# NEC 408.4(B) Source of Supply Label Acceptable to You



## jar546 (Aug 25, 2019)

With the 2017, there has been added language to the NEC in 408.4(B) that reads as follows?

_*(B) Source of Supply.* All switchboards, switchgear, and panelboards
supplied by a feeder(s) in other than one- or two-family
dwellings shall be permanently marked to indicate each device
or equipment where the power originates.

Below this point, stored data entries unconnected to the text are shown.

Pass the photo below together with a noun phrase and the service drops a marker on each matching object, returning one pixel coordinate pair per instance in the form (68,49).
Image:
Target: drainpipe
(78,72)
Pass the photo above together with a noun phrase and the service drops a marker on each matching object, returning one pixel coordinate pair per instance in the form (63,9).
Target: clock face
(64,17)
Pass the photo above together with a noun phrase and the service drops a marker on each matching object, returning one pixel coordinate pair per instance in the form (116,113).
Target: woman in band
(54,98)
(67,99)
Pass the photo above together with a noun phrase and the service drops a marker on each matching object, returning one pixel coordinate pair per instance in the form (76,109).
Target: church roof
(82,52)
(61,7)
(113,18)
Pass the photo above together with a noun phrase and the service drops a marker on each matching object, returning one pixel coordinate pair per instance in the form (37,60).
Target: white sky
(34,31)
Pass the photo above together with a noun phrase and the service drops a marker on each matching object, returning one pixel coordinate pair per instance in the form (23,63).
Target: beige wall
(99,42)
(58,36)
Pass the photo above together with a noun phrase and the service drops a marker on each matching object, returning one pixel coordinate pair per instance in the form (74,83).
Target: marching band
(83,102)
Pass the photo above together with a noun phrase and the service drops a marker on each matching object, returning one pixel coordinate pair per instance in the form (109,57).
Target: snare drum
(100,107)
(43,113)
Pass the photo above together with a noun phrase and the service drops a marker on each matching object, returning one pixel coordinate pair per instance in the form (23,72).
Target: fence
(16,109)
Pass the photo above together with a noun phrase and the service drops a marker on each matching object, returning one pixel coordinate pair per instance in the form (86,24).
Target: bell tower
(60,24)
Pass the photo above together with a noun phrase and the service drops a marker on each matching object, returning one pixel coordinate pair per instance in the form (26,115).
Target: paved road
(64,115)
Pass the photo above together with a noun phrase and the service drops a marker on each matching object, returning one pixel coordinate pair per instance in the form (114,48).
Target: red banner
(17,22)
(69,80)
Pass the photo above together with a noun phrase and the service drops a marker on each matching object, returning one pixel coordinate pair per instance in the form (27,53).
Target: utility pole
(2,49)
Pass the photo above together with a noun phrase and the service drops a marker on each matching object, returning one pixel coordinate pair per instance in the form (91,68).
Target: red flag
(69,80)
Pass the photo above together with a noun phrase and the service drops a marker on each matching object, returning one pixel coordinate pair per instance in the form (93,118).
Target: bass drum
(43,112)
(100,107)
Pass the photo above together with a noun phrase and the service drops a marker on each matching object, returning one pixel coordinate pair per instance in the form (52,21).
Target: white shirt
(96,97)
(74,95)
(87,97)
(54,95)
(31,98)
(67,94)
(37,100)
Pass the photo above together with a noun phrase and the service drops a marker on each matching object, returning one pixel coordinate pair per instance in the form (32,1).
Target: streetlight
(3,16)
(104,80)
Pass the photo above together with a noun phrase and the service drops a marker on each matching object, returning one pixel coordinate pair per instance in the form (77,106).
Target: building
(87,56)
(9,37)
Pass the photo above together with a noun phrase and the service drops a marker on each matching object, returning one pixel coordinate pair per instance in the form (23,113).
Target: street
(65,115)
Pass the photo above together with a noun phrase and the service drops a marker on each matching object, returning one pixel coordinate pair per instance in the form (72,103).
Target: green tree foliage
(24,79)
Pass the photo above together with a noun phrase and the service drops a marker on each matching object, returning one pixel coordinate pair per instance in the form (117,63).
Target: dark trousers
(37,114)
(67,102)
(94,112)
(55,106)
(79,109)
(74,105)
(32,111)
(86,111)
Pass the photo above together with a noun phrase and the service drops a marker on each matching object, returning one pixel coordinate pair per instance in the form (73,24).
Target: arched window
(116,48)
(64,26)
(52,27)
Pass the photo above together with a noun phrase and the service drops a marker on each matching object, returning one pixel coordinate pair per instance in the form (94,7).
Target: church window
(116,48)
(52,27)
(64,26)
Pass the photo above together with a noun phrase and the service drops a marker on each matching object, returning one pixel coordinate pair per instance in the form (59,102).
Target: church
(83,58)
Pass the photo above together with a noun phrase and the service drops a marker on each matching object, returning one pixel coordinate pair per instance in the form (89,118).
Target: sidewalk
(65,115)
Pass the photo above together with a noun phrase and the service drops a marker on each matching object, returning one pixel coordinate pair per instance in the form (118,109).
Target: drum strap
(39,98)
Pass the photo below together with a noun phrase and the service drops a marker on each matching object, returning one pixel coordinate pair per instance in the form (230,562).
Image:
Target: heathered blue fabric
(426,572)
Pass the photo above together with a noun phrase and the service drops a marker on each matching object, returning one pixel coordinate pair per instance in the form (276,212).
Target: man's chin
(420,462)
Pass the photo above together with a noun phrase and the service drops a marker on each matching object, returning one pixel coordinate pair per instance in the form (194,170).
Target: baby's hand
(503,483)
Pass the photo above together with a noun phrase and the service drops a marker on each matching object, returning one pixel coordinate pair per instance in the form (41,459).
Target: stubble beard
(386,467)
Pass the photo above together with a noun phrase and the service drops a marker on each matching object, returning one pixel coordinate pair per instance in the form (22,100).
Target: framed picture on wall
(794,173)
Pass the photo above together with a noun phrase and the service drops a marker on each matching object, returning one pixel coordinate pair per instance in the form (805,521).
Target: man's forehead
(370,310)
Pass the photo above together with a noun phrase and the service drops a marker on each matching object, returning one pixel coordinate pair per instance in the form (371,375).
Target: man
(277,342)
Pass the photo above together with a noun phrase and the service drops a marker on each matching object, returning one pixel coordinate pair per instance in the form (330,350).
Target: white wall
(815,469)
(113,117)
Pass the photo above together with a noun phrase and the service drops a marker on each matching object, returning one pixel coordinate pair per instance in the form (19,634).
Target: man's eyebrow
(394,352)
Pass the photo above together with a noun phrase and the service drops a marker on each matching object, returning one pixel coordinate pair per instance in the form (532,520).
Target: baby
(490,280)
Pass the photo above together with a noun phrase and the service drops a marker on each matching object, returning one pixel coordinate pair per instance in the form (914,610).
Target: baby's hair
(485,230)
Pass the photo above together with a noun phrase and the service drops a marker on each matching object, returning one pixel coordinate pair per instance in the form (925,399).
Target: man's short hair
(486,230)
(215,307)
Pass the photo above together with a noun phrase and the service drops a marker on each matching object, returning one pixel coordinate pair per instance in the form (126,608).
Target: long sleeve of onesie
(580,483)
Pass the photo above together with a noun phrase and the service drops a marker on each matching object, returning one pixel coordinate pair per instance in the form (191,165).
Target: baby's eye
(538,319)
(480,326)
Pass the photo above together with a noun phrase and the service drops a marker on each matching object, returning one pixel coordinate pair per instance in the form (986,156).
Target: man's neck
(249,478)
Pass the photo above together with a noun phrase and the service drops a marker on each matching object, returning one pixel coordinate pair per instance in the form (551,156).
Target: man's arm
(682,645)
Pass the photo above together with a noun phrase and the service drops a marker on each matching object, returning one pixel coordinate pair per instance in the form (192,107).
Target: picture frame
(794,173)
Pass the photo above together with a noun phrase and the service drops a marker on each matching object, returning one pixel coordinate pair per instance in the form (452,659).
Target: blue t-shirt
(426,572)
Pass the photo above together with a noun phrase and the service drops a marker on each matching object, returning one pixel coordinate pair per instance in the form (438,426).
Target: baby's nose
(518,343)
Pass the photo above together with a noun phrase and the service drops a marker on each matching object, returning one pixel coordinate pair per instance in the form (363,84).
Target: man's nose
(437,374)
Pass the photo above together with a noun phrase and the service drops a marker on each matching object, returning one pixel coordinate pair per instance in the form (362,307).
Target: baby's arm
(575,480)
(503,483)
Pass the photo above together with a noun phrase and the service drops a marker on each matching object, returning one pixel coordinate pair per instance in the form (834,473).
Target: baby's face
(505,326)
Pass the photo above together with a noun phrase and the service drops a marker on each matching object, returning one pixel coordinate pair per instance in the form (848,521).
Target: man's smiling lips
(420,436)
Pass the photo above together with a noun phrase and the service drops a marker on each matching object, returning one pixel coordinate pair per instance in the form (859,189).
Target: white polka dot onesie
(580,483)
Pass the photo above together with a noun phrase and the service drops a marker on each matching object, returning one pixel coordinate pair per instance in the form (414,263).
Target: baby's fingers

The label shall be
permanently affixed, of sufficient durability to withstand the
environment involved, and not handwritten._

So the question is, what would you allow that meets the code?
1) Is a P-Touch label indoors acceptable to you?
2) Is a P-Touch label outdoors acceptable to you?
3) Would you require engraved plates?
4) How would you verify that the label was made for exterior use?


----------



## Builder Bob (Aug 26, 2019)

NO - NO - YES-YES


----------



## e hilton (Sep 5, 2019)

Yes
Yes, if it is not exposed to weather or sunlight
Yes, the cover of the panel needs an engraved plate with text like “Panel A-1”.


----------



## Builder Bob (Sep 6, 2019)

Sorry, I disagree - the P touch or any other label is using adhesive to stick to a painted finished surface. Down here in the sunny south - two things happen - humidity and heat - Electrical closets are notorious for not being conditioned and usually have a condensate drain hub or some other plumbing fixture which allows humidity to build up and the P touch label lands in the drain which causes the piping to clog and a plumber has to roto rooter the drain hub out.



End of true story.


----------